We may also learn a lesson from Britain’s Bloody Sunday investigations into the killing of 26 unarmed civilians by British troops in 1972 in Northern Ireland. It took some 38 years and two probes for the survivors of that massacre to hear the verdict that the action of the British troops was “unjustified and unjustifiable”. Claims for compensation and the demand for the arrest of
the soldiers responsible for the killing still continue.
It is also noteworthy to mention that countries like the United States when accused of killing civilians describe the loss of civilian deaths as unavoidable collateral damage. This is because they know that international humanitarian law and the Rome Statute permit belligerents to carry out proportionate attacks against military objectives, even when it is known that some civilian deaths or injuries will occur. Killing of civilians becomes a war crime only when the principle of proportionality is violated.

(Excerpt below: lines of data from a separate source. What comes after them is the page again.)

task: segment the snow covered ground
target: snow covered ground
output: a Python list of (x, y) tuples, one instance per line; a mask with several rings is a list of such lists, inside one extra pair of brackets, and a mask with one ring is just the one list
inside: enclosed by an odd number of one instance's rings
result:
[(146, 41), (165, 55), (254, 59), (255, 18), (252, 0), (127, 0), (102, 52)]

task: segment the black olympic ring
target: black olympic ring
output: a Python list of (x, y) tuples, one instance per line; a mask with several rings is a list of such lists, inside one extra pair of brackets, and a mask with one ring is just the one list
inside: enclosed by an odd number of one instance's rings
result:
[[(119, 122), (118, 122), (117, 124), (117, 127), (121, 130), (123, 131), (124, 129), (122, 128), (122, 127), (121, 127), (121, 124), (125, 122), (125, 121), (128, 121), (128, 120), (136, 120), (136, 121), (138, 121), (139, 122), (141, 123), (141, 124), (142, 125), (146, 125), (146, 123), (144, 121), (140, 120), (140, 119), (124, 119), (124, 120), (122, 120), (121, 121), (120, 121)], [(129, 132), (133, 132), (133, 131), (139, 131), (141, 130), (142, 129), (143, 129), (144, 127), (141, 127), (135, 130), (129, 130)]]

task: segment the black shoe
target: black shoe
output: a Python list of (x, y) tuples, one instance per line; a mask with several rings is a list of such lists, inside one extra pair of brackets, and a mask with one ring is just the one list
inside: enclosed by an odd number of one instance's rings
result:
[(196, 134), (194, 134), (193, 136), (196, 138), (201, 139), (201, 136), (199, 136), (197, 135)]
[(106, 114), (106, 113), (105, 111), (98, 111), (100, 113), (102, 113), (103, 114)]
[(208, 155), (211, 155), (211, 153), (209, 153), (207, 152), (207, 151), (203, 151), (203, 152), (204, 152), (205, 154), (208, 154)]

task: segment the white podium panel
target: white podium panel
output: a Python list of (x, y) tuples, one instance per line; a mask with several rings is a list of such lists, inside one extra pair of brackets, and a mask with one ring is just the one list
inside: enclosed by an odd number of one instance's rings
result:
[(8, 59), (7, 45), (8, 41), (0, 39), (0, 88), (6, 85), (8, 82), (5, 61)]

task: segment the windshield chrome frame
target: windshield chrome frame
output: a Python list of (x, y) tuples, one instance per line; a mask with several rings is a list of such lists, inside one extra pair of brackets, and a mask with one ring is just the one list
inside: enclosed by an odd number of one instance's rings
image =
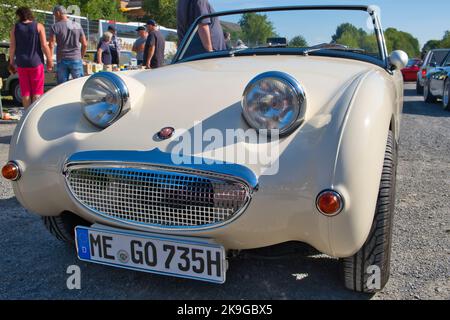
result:
[(250, 8), (250, 9), (240, 9), (240, 10), (229, 10), (229, 11), (221, 11), (215, 12), (208, 15), (203, 15), (198, 17), (194, 23), (189, 27), (186, 36), (180, 43), (179, 50), (177, 51), (175, 57), (172, 60), (172, 63), (182, 62), (184, 59), (184, 54), (188, 48), (188, 44), (190, 44), (192, 38), (195, 36), (195, 33), (198, 30), (199, 22), (205, 18), (215, 18), (221, 16), (229, 16), (229, 15), (238, 15), (252, 12), (276, 12), (276, 11), (320, 11), (320, 10), (340, 10), (340, 11), (365, 11), (369, 13), (369, 16), (372, 17), (372, 22), (374, 25), (375, 35), (378, 42), (378, 50), (380, 51), (380, 61), (383, 63), (385, 68), (389, 67), (388, 63), (388, 53), (386, 42), (384, 38), (383, 28), (381, 26), (380, 18), (375, 10), (374, 6), (369, 5), (309, 5), (309, 6), (279, 6), (279, 7), (262, 7), (262, 8)]

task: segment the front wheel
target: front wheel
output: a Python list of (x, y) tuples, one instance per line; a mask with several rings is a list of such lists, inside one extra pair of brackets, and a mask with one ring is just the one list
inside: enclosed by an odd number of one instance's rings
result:
[(64, 212), (56, 217), (42, 217), (47, 230), (58, 240), (68, 243), (75, 241), (75, 227), (90, 224), (79, 216)]
[(444, 107), (444, 110), (450, 111), (450, 79), (445, 80), (442, 106)]
[(392, 131), (389, 131), (369, 237), (355, 255), (343, 259), (345, 286), (350, 290), (375, 293), (383, 289), (389, 280), (396, 172), (397, 145)]
[(425, 85), (423, 86), (423, 99), (427, 103), (436, 102), (436, 97), (431, 93), (429, 81), (426, 81)]

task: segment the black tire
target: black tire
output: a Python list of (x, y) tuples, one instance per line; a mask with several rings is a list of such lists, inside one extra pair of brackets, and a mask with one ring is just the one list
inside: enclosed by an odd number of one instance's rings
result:
[(444, 95), (442, 97), (442, 107), (444, 108), (444, 110), (450, 111), (450, 78), (447, 78), (447, 80), (445, 80), (444, 83)]
[(20, 85), (19, 81), (15, 80), (11, 83), (11, 96), (13, 97), (14, 103), (18, 105), (22, 105), (22, 95), (20, 94)]
[(416, 91), (419, 96), (423, 94), (423, 86), (420, 85), (419, 80), (416, 82)]
[(90, 224), (79, 216), (64, 212), (56, 217), (42, 217), (47, 230), (58, 240), (63, 242), (75, 242), (75, 227), (89, 226)]
[[(394, 135), (389, 131), (372, 228), (363, 247), (352, 257), (343, 259), (345, 286), (350, 290), (375, 293), (383, 289), (389, 280), (396, 173), (397, 145)], [(369, 277), (372, 276), (369, 274), (371, 266), (377, 266), (380, 271), (378, 288), (367, 286)]]
[(436, 97), (433, 96), (433, 94), (430, 91), (430, 82), (426, 81), (425, 85), (423, 86), (423, 99), (426, 103), (433, 103), (436, 102)]

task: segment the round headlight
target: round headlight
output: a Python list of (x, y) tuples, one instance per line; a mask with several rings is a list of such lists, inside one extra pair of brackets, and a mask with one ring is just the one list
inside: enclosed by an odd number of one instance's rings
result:
[(81, 93), (86, 119), (99, 128), (113, 124), (129, 110), (129, 93), (124, 81), (112, 72), (91, 76)]
[(285, 136), (304, 120), (306, 97), (300, 83), (283, 72), (260, 74), (247, 85), (242, 100), (243, 114), (254, 129), (277, 130)]

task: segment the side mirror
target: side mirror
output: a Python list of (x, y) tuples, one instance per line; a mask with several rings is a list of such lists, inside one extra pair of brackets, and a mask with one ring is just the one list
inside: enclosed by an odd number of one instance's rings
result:
[(402, 50), (395, 50), (389, 56), (389, 64), (391, 65), (391, 70), (401, 70), (408, 64), (408, 55)]

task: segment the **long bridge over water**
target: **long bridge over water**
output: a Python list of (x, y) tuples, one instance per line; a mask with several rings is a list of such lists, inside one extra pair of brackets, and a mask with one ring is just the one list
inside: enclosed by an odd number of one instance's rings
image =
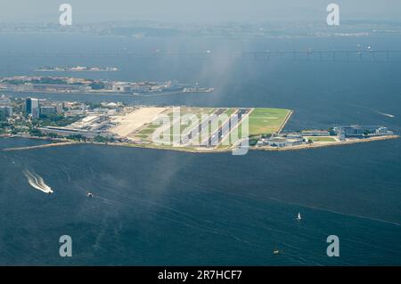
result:
[(218, 52), (205, 51), (195, 53), (151, 53), (133, 52), (4, 52), (1, 57), (70, 57), (70, 58), (188, 58), (188, 59), (243, 59), (253, 61), (400, 61), (401, 50), (324, 50), (324, 51), (258, 51), (258, 52)]

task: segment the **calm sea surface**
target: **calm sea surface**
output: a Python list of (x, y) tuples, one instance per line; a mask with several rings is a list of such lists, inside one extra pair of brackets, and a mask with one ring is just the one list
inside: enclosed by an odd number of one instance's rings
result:
[[(135, 40), (0, 35), (0, 53), (346, 50), (358, 44), (401, 49), (397, 37), (372, 37)], [(121, 71), (67, 75), (178, 79), (216, 92), (35, 94), (41, 98), (288, 108), (295, 112), (287, 130), (361, 124), (399, 132), (401, 126), (399, 61), (0, 55), (0, 76), (29, 75), (43, 65), (115, 66)], [(41, 142), (0, 139), (0, 149)], [(24, 170), (43, 177), (54, 193), (32, 188)], [(400, 173), (401, 140), (241, 157), (94, 145), (0, 151), (0, 264), (400, 265)], [(94, 199), (86, 198), (88, 191)], [(295, 220), (298, 212), (301, 222)], [(61, 235), (72, 238), (70, 258), (59, 256)], [(340, 238), (340, 257), (326, 256), (329, 235)], [(274, 249), (282, 254), (274, 256)]]

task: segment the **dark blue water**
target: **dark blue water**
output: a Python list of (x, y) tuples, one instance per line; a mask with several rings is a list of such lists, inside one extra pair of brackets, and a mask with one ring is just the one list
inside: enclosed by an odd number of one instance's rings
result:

Thus there are many damage control measures the Government can adopt during a domestic probe without resorting to deception.
The Government would do well to remember that in the international cry for a war crimes inquiry on Sri Lanka, there is more politics than concern for the alleged victims. The new government or the national government to come after the next general election should devise a suitable domestic process to put to rest, once and for all, the war crimes issue without causing much damage to the security forces but meting out restorative justice to the victims and bringing about the much-needed reconciliation.